A estreia em uma competição continental, o estádio cheio, o barulho, os torcedores na arquibancada e a pressão por defender um País favorito no atletismo passaram a pesar na cabeça de Rafael. O céu cinza da capital peruana ficou ainda mais escuro, as pernas já pareciam não obedecer o corpo. Ela queria desistir.

“Percebi que o Yeltsin estava sobrando e poderia brigar pelo ouro. Mas é uma prova que a gente tem de estar junto, sofrer junto. Falei para ele: ‘temos que mudar o combinado'”, disse Rafael em entrevista ao Estado. O companheiro tentou animá-lo. “Dizia: ‘vamo, vamo, não desiste’. Sabia que dava para pegar medalha.”

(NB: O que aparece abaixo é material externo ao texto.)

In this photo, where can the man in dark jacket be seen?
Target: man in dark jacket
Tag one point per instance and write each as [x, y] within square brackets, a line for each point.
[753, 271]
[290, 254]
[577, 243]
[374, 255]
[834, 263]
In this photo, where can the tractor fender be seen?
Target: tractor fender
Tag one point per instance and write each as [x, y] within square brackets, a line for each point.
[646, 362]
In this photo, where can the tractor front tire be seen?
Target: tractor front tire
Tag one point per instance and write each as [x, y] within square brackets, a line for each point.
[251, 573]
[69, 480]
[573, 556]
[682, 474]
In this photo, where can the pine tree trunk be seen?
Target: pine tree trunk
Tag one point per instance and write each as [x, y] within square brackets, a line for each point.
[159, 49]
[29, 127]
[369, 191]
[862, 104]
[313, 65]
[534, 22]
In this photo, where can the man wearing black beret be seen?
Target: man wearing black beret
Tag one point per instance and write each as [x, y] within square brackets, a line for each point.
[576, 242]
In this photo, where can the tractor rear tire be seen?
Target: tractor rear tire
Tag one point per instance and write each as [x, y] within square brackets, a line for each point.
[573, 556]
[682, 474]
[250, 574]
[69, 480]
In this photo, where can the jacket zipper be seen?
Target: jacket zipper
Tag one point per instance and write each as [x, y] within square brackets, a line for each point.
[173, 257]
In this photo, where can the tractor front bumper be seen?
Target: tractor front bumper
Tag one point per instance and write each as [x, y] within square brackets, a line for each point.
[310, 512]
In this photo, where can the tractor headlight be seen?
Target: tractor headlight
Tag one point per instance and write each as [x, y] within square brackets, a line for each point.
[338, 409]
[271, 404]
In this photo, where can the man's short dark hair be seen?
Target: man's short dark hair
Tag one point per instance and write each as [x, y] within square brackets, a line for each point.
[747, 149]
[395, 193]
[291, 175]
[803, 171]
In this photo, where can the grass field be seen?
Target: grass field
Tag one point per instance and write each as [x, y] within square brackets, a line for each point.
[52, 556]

Rafael tentou se recuperar, respirou, forçou até onde dava, mas os canadenses abriram distância. Os equatorianos, que estavam um pouco atrás, emparelharam. Yeltsin e Rafael, presos por uma fita, não podiam se desprender ou seriam desclassificados. O corredor cego diminuiu o ritmo e viu deixar escapar a prata. Rafael, já cambaleando, cruzou a linha de chegada a tempo de ganhar o bronze.

“No meu primeiro Parapan em Guadalajara-2011 também senti a pressão. Não é fácil mesmo”, disse Yeltsin, que nasceu com baixa visão. No segundo evento continental, em Toronto-2015, ele superou o trauma e faturou logo dois ouros, um no 5.000m e outro nos 1.500m.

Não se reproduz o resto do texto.